Y por supuesto, también con mi notebook escribo, mucho escribo. Por un lado las notas cotidianas para mi portal de noticias, también apuntes de clases y algunos textos más que culminan en la papelera de reciclaje (quizás este escrito también corra la misma suerte). 

Los días con pandemia pasan más lento, demasiado lentos, aunque en mi caso no es por poco para hacer. 

El encierro no es buen compañero, nunca lo es. El encierro me remite, vaya uno a saber por qué razón, a aquellas “penitencias” que nos imponían “mis viejos” cuando “nos portábamos mal”. Lejos, la que más nos dolía (a mis hermanos y a mí)  era la del impedimento de ir a jugar al fútbol al “campito” cerca de mi casa. ¡Cuánto dolor! Imaginar, mientras estábamos mirando el techo en nuestra casa, que mis amigos estaban disfrutando corriendo detrás de esa pelota.  ¿Quién será el goleador hoy? ¿Quién habrá ocupado mi arco? Yo la mayoría de las veces en el campito iba al arco, a veces porque mis compañeros creían que me la rebuscaba debajo de los tres palos, otras veces porque me mandaban ahí porque no era demasiado habilidoso para desempeñarme en otro lugar de la cancha. En mi caso no se cumplía el precepto del “gordito va al arco”, ya que era demasiado flaco. 

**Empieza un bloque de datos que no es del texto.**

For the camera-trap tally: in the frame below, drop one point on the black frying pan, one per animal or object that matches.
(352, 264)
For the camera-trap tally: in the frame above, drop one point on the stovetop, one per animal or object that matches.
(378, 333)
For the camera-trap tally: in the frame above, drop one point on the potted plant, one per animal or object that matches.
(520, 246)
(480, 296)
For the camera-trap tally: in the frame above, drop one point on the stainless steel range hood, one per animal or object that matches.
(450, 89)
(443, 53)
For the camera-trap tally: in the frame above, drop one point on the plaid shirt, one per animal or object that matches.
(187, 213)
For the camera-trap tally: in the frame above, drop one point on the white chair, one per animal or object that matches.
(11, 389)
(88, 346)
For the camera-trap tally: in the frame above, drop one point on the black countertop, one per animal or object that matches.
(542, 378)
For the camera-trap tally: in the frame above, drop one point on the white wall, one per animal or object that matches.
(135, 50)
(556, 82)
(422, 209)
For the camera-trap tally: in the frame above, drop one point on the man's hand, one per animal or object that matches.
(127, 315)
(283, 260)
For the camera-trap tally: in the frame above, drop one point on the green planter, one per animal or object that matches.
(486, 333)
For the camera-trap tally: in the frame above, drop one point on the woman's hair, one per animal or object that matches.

Ya en la adolescencia el peor castigo era que no me dejaran salir los fines de semana. Aclaro, salir era ir algún bar/pub con amigos, o a esos bailes que se armaban en garajes (a eso lo llamábamos asaltos o tertulias) o a algún cumple de 15 al que la mayoría de las veces nos “colábamos”.  Por cierto, “colarse” en un cumple de 15 era todo un arte y hasta un logro del cual nos jactábamos. Confieso que tenía una ventaja con respecto a mis amigos, mi pelo rubio (aunque el largo no me ayudaba) y mis ojos claros, eran una especie de salvoconducto. Estas condiciones genéticas, de las cuales nunca me sentí orgulloso (más vale renegaba de las mismas),  también me ayudaron, cuando hacíamos “dedo” en las rutas para irnos de vacaciones o  posteriormente en mi época de facultad para viajar a Rosario. 

Pero volviendo, “salir era” una forma de escaparse del poco espacio que teníamos; éramos seis, demasiados para estar dentro de una típica casa de barrio como la nuestra.

Hoy las condiciones son muy diferentes pero el encierro (el maldito encierro) me sigue produciendo angustia. Más aún cuando hay alguien, otra vez la figura del “Padre” (esta vez encarnada en el Estado o en la ciencia en todo caso) que me obliga a guardarme. De todos modos este “maldito encierro” tiene una causa inédita que es el “maldito virus”, es decir cumplo la “orden del Padre” porque me protejo (instinto de supervivencia, Charles Darwin dixit). 

Entonces la pantalla de mi notebook parece ser mi única posibilidad de salir, aunque sea virtualmente,  del encierro. Al fin y al cabo ya lo decía el canadiense Marshall McLuhan hay por los 70, las pantallas son, como todos los medios de comunicación, prolongaciones de nuestro cuerpo. O sea al no poder usar “mi cuerpo real” para trasladarme, por lo menos lo puedo realizar de esta manera.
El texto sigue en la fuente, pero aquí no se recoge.